Sunday, November 14, 2010
Love is the Movement
There is something to be learned from them. I have had all kinds of reactions to my own depression over the years: judgment, pity, criticism, compassion, support. Things said like, "keep your chin up!" "Just be grateful for what you have" "get a grip!". I am sure there were many more things said that were inappropriate that I can't remember right now. I do believe that while those words ultimately hold concern and loving intention, most of them reveal how misunderstood depression is. Loving, accepting, understanding words have also come and have been a healing balm. It is outside the scope of this rather scope-less blog to educate about depression, and it is curious to me that I choose to write about it here. I do find some support here and it does make me feel better to know I am not the only one in the world who deals with sadness.
Most of the time my depression is pretty manageable.

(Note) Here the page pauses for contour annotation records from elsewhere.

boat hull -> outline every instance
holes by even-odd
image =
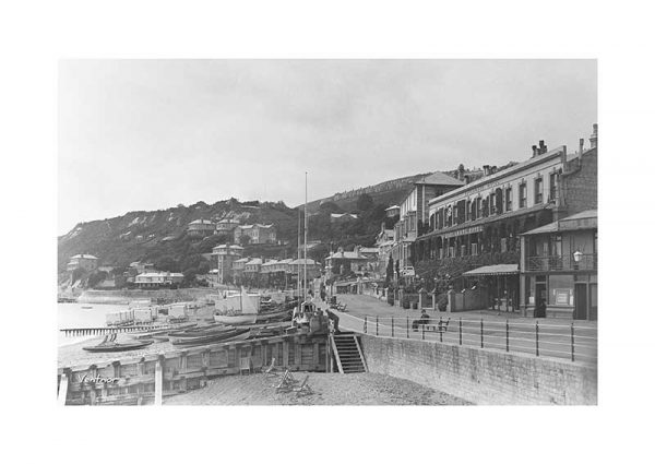
[[[139,343],[117,343],[96,346],[83,346],[82,349],[91,353],[129,352],[132,349],[143,348],[145,346],[152,345],[153,343],[153,340],[144,340],[143,342]]]
[[[245,325],[254,324],[257,322],[258,314],[236,314],[236,316],[223,316],[214,314],[214,321],[228,324],[228,325]]]

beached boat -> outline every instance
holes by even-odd
[[[98,345],[95,346],[83,346],[82,349],[92,353],[110,353],[110,352],[129,352],[131,349],[143,348],[144,346],[152,345],[154,341],[144,340],[140,342],[128,342],[118,343],[116,342],[116,334],[105,336]]]
[[[245,334],[246,332],[250,333],[250,329],[234,329],[233,328],[229,331],[216,332],[216,333],[199,335],[199,336],[190,336],[190,337],[172,337],[172,336],[170,336],[169,340],[172,345],[184,345],[184,346],[206,345],[210,343],[216,343],[216,342],[222,342],[222,341],[226,341],[226,340],[231,340],[235,336]]]

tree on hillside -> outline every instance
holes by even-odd
[[[373,199],[368,193],[362,193],[357,199],[357,210],[359,211],[368,211],[373,207]]]

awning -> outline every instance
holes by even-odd
[[[519,274],[519,264],[493,264],[484,265],[481,267],[474,269],[465,272],[464,276],[477,277],[481,275],[513,275]]]

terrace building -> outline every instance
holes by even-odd
[[[463,181],[443,172],[433,172],[414,182],[414,189],[401,203],[400,221],[394,226],[396,245],[392,249],[392,255],[394,261],[400,261],[401,267],[409,265],[412,245],[419,235],[427,231],[430,200],[463,185]]]
[[[540,318],[598,318],[598,215],[584,211],[521,235],[521,309]]]
[[[409,262],[427,269],[488,265],[489,277],[498,277],[488,283],[493,298],[519,310],[520,235],[597,207],[597,129],[591,148],[581,139],[573,156],[540,141],[529,159],[498,171],[485,166],[483,178],[431,200],[428,231],[410,248]],[[515,271],[497,273],[493,264],[514,264]]]

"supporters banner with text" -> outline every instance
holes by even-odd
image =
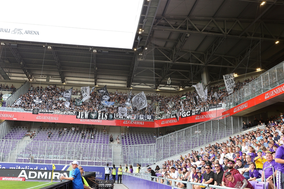
[[[236,86],[235,85],[235,73],[232,73],[227,75],[223,75],[224,82],[226,85],[226,88],[228,93],[230,94],[233,92],[234,88]]]

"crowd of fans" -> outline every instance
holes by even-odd
[[[243,82],[239,81],[236,83],[234,91],[241,88],[244,85],[248,83],[254,79],[251,77],[251,79],[246,80]],[[0,87],[1,85],[0,85]],[[6,87],[8,87],[8,85]],[[11,88],[13,87],[13,85]],[[193,92],[189,91],[180,95],[172,95],[167,97],[164,95],[159,96],[146,96],[148,100],[151,101],[151,103],[148,103],[146,108],[144,108],[139,110],[131,106],[127,106],[125,102],[128,97],[127,94],[122,92],[119,92],[117,90],[114,93],[109,92],[110,98],[110,101],[119,103],[121,106],[127,107],[128,110],[131,114],[144,114],[145,115],[155,115],[156,106],[158,105],[160,108],[160,112],[165,113],[169,113],[171,110],[180,109],[181,111],[196,110],[205,107],[225,103],[226,97],[228,94],[226,92],[224,84],[211,87],[212,90],[208,91],[207,98],[205,100],[198,98],[198,94],[196,91]],[[10,104],[8,107],[19,107],[22,108],[39,109],[49,110],[59,110],[62,108],[70,110],[99,112],[99,106],[100,104],[101,95],[97,94],[96,92],[93,92],[90,94],[91,97],[88,102],[82,102],[82,105],[76,106],[75,105],[76,98],[72,98],[70,101],[70,105],[69,108],[65,107],[65,99],[60,94],[61,93],[65,91],[62,87],[61,88],[56,87],[55,85],[50,85],[44,88],[37,86],[34,87],[32,85],[30,90],[25,94],[19,97],[22,100],[21,104],[19,105]],[[78,96],[77,98],[81,99],[81,94],[80,90],[77,89],[73,89],[72,94]],[[217,94],[217,95],[216,95]],[[181,99],[181,98],[185,95],[185,99]],[[131,97],[131,98],[133,95]],[[197,97],[197,104],[194,100],[194,97]],[[36,105],[33,104],[33,99],[37,97],[41,98],[42,103],[41,105]],[[174,104],[174,106],[170,108],[168,103],[171,101]],[[182,106],[181,103],[182,102]],[[106,112],[111,113],[118,112],[118,106],[111,106],[107,107]]]
[[[262,118],[259,121],[255,118],[254,122],[257,126],[260,122],[265,123],[265,129],[258,127],[255,130],[244,134],[230,136],[225,142],[209,144],[201,148],[200,151],[191,150],[191,153],[181,155],[176,161],[165,161],[161,168],[157,166],[155,171],[159,176],[157,181],[166,183],[164,179],[168,178],[236,188],[231,183],[234,183],[233,177],[237,180],[240,179],[243,184],[247,185],[244,188],[253,188],[248,181],[264,181],[263,170],[272,165],[274,172],[272,167],[268,168],[265,176],[266,181],[269,183],[269,188],[274,188],[276,171],[284,172],[282,168],[284,163],[280,160],[284,158],[284,148],[282,146],[284,118],[279,114],[278,116],[271,116],[267,122],[262,120]],[[244,124],[246,124],[245,122]],[[230,173],[226,173],[227,172]],[[170,184],[168,182],[167,183]],[[186,184],[182,183],[177,182],[176,185],[179,188],[186,187]],[[197,185],[193,186],[194,189],[200,188]]]

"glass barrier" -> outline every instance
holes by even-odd
[[[226,98],[227,110],[284,83],[284,62],[242,86]]]

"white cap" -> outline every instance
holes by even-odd
[[[69,163],[70,165],[72,165],[72,164],[77,164],[77,165],[79,165],[79,163],[77,161],[73,161],[71,163]]]

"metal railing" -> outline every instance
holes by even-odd
[[[147,175],[148,174],[145,174],[144,173],[126,173],[126,172],[123,172],[123,175],[125,176],[123,176],[123,183],[125,185],[125,186],[127,187],[129,187],[129,185],[130,184],[133,184],[134,183],[132,183],[133,182],[133,179],[132,179],[130,177],[130,178],[129,179],[127,177],[127,176],[130,176],[130,177],[136,177],[138,178],[139,178],[141,179],[143,179],[145,180],[146,180],[148,181],[149,181],[148,182],[144,181],[143,182],[144,183],[144,184],[143,185],[143,187],[144,188],[148,188],[147,186],[145,186],[145,185],[146,185],[147,184],[149,184],[151,186],[152,186],[151,183],[150,183],[150,182],[156,182],[156,181],[157,181],[157,178],[159,179],[164,179],[166,181],[171,181],[172,182],[172,184],[171,186],[172,188],[179,188],[176,187],[175,186],[175,183],[176,182],[180,182],[182,183],[185,183],[187,184],[187,189],[192,189],[192,185],[197,185],[200,186],[205,186],[205,187],[208,187],[207,188],[219,188],[219,189],[235,189],[234,188],[230,188],[230,187],[227,187],[225,186],[218,186],[217,185],[212,185],[211,184],[204,184],[203,183],[198,183],[194,182],[189,182],[188,181],[181,181],[179,180],[174,179],[168,179],[167,178],[165,178],[164,177],[161,177],[157,176],[150,176],[149,175]],[[151,179],[152,178],[154,178],[154,180],[153,181],[151,181]],[[130,182],[129,182],[130,181]],[[164,182],[164,184],[162,184],[160,183],[161,184],[165,184],[167,185],[167,182],[166,181]],[[136,184],[137,184],[137,183],[135,183]]]
[[[30,83],[29,81],[27,81],[21,87],[18,89],[17,90],[7,99],[6,101],[6,106],[8,105],[10,106],[13,105],[15,101],[19,99],[20,95],[26,93],[29,88]]]
[[[284,62],[226,97],[228,110],[284,83]]]

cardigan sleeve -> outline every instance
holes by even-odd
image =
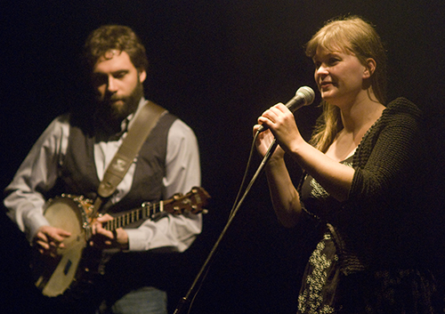
[[[385,111],[380,127],[367,134],[358,149],[348,203],[385,201],[416,180],[422,149],[419,111],[404,99]]]

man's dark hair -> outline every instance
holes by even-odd
[[[147,71],[145,47],[133,29],[121,25],[104,25],[88,36],[84,47],[84,61],[90,73],[97,60],[110,50],[125,52],[134,68]]]

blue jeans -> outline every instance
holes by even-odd
[[[134,290],[110,308],[113,314],[167,314],[166,293],[152,286]]]

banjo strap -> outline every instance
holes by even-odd
[[[160,117],[167,110],[148,101],[134,117],[119,149],[107,167],[103,180],[99,184],[98,197],[94,200],[93,217],[95,216],[105,200],[109,197],[124,179],[134,157],[142,147]]]

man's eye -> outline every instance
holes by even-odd
[[[95,86],[101,86],[104,84],[107,84],[107,76],[93,76],[92,77],[93,84]]]
[[[122,78],[125,76],[126,72],[117,72],[113,75],[115,78]]]

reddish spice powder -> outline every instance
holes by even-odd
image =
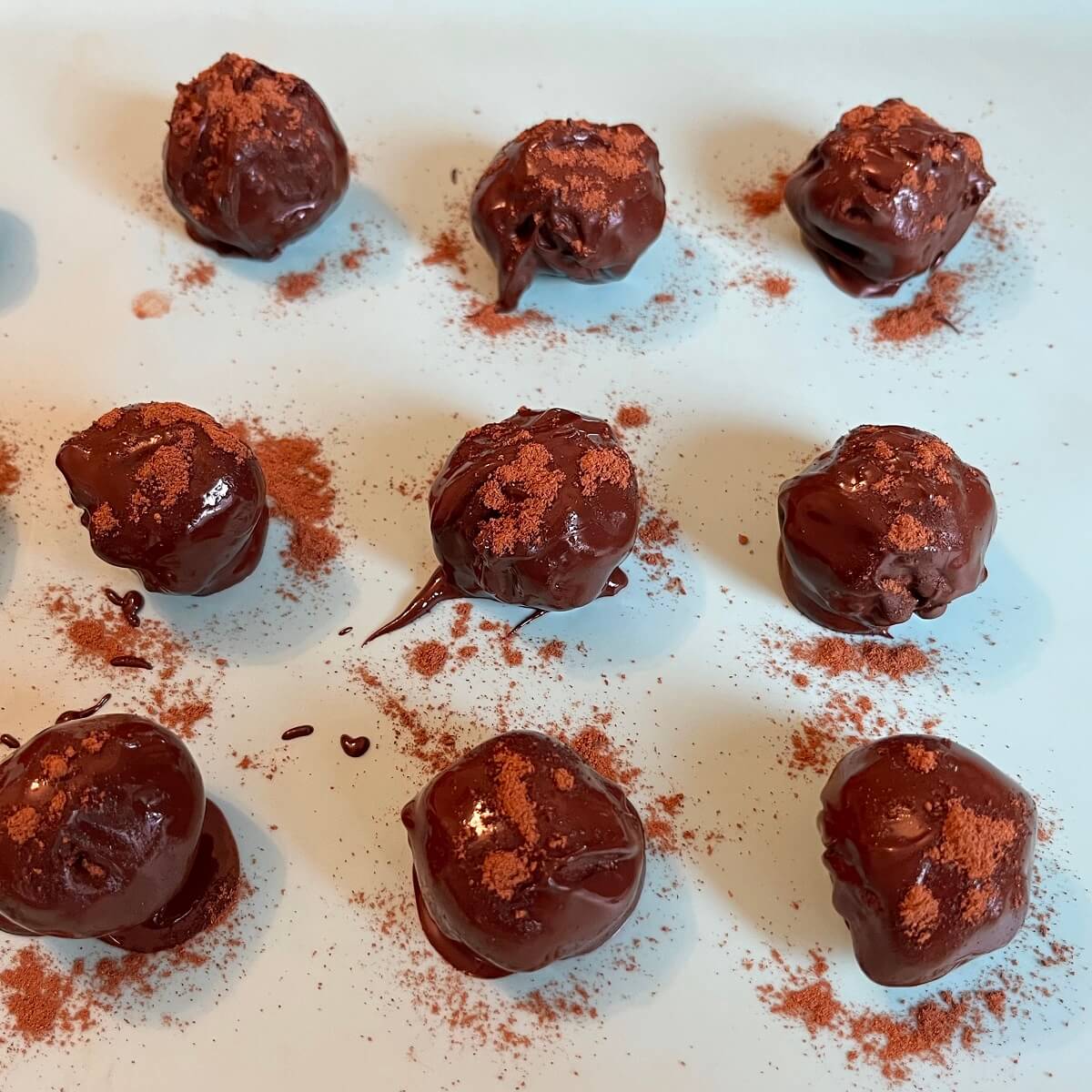
[[[535,325],[549,325],[554,320],[542,311],[530,308],[526,311],[498,311],[496,304],[485,304],[470,311],[463,322],[488,337],[503,337]]]
[[[954,329],[952,314],[959,307],[965,281],[965,274],[954,270],[934,273],[910,304],[893,307],[873,320],[874,341],[915,341],[945,327]]]
[[[466,247],[468,240],[452,228],[440,232],[432,240],[432,249],[420,260],[422,265],[450,265],[466,276]]]
[[[212,262],[191,262],[183,270],[175,272],[175,282],[183,292],[190,288],[206,288],[216,277],[216,266]]]
[[[323,258],[312,270],[282,273],[276,278],[277,297],[283,302],[308,299],[322,287],[322,278],[325,271],[327,260]]]
[[[561,660],[565,657],[565,641],[547,641],[538,650],[538,658],[543,661]]]
[[[132,312],[138,319],[162,319],[170,311],[170,297],[163,292],[149,289],[133,297]]]
[[[758,286],[771,299],[784,299],[793,290],[793,278],[781,273],[765,273]]]
[[[796,969],[791,969],[776,952],[761,961],[759,971],[778,973],[784,984],[760,984],[759,998],[771,1012],[802,1023],[812,1037],[848,1044],[848,1068],[871,1066],[891,1083],[909,1080],[915,1065],[947,1068],[953,1052],[974,1048],[984,1014],[997,1020],[1008,1014],[1006,992],[998,988],[969,989],[958,995],[939,990],[898,1016],[850,1006],[835,995],[826,959],[817,951],[810,957],[809,966]],[[744,965],[751,970],[756,964],[746,960]]]
[[[330,572],[342,541],[330,526],[336,492],[322,444],[305,434],[275,436],[260,420],[235,422],[230,430],[253,449],[265,474],[272,514],[290,527],[281,555],[296,575],[310,580]]]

I try to have a holistic view of it as a spiritual dis-ease, and address it with therapy, spiritual work, exercise (not very consistently!), working on eloquently speaking my truth, handling my emotions (especially anger) and diet. This is what I do. I have tried different drugs over the years and so far they just don't work for me. For the most part my depression has more to do with my seeking, insecure nature than a desire to leave this life. For me, it can also be a gift that lets me know I am out of balance, ignoring a message that is important to my soul, or spinning so fast I disconnect myself not just from my feelings, but from the spiritual world. I know there are so many shades of gray though and many have deep, ongoing, painful struggles with the disease.
I was so touched by my students' love for those in pain, the reminder that depression is a serious issue,and it made me ever so mindful of how lucky I truly am.
I pray I can only continue to grow in finding compassion and loving acceptance of others.